Not that it matters much.
It's just that there's no source that can actually drive that (thank you lossy compression with several generations of loss in between),
and even if you had, the quality of the component won't deliver it in practice.
(And again, even if it was delivered to your ear, your ear wouldn't tell the difference).
"Sufficiently advanced satire is indistinguishable from reality." - [Tips: 1DrYakQDKCQ6y52z6QbnkxHXAocMZJE61o ]

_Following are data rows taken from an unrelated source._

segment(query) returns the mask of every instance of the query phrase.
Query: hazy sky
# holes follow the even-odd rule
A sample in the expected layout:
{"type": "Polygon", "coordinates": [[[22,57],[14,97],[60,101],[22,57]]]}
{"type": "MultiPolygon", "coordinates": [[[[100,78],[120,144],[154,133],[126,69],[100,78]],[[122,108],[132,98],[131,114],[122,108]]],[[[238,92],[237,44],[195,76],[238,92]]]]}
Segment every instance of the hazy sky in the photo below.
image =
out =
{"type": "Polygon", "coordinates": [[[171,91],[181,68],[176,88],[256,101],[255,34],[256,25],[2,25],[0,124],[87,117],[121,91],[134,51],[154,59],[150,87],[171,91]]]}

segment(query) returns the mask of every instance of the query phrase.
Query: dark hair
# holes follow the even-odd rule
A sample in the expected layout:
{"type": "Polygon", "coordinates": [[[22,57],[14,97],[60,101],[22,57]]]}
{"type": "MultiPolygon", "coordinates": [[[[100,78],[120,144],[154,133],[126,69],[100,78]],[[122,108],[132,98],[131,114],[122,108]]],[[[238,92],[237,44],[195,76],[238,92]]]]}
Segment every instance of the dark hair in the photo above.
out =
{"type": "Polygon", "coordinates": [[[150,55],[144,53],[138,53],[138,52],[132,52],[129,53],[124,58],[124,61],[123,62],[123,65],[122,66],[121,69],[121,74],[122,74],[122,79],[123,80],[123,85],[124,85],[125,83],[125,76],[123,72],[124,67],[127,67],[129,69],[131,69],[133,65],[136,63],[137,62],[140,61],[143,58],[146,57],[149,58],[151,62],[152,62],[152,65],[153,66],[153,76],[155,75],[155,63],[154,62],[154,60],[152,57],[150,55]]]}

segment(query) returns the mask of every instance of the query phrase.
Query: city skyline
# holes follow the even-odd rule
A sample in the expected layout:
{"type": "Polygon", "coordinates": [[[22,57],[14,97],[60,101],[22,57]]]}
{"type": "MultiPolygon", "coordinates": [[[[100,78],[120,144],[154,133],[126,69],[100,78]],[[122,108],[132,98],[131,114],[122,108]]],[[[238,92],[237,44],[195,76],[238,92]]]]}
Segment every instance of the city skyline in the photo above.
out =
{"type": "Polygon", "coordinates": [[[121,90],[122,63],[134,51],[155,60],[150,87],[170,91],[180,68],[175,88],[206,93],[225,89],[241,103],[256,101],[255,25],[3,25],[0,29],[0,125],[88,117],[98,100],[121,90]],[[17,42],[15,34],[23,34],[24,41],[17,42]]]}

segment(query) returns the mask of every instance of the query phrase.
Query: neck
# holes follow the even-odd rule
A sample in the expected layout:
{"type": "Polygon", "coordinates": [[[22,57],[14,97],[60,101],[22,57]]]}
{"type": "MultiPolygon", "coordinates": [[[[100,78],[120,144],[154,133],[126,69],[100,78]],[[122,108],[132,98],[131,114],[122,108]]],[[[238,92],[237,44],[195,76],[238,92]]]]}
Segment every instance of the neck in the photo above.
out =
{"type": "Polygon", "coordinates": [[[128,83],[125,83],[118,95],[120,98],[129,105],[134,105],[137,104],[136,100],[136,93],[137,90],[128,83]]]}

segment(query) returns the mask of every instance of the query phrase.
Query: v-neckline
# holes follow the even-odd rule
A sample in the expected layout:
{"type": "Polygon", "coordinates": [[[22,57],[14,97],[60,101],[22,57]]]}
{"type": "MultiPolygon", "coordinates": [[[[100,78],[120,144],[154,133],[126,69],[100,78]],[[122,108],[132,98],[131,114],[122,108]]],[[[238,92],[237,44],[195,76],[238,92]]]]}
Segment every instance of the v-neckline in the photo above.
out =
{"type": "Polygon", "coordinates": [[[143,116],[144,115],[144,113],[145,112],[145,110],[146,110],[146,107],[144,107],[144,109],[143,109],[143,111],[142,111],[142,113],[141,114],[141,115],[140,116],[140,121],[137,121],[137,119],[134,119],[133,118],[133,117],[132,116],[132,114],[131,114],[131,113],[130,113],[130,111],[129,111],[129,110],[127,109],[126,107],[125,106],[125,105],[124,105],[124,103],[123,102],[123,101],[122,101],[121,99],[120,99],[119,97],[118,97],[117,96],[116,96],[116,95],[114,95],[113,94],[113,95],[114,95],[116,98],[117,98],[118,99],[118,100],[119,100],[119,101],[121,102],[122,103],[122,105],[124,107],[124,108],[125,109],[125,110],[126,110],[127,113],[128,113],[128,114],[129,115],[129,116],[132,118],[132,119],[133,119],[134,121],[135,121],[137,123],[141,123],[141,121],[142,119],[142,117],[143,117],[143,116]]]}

There is no reason to trust either a tracker (a more honest name for a mobile phone or cell phone along the lines of the time-honored wisdom of calling things by their proper names—we should recognize what those devices do most). There is no reason to trust the Echo or Home spy speakers either. The same reason applies—users don't control their computers when those computers running proprietary (nonfree, user-subjugating) software. There's nothing to be gained in a distraction over which computer is more trustworthy. The goal should be to respect all computer users' software freedom for all of their computers. No matter what network analysis reveals about any of the spy speakers today (and no matter how thorough the analysis is) because that result could be rendered obsolete as quickly as Amazon can get Echo devices to install a software update (the Amazon Echo appears to have a universal backdoor as it installs updates automatically). The FSF looked into this and remarked "We have found nothing explicitly documenting the lack of any way to disable remote changes to the software, so we are not completely sure there isn't one, but it seems pretty clear."
As for evidence of turning the Amazon Echo into a listening device, it appears this was done by a party other than Amazon. Again on this the FSF remarks, "It was very difficult for them to do this. The job would be much easier for Amazon. And if some government such as China or the US told Amazon to do this, or cease to sell the product in that country, do you think Amazon would have the moral fiber to say no?". Amazon is the same organization that remotely erased people's legally-acquired books about which the FSF remarked
The wisdom of software freedom—a user's freedom to run, inspect, share, and modify published computer software—remains apt and clear: proprietary software is untrustworthy by default.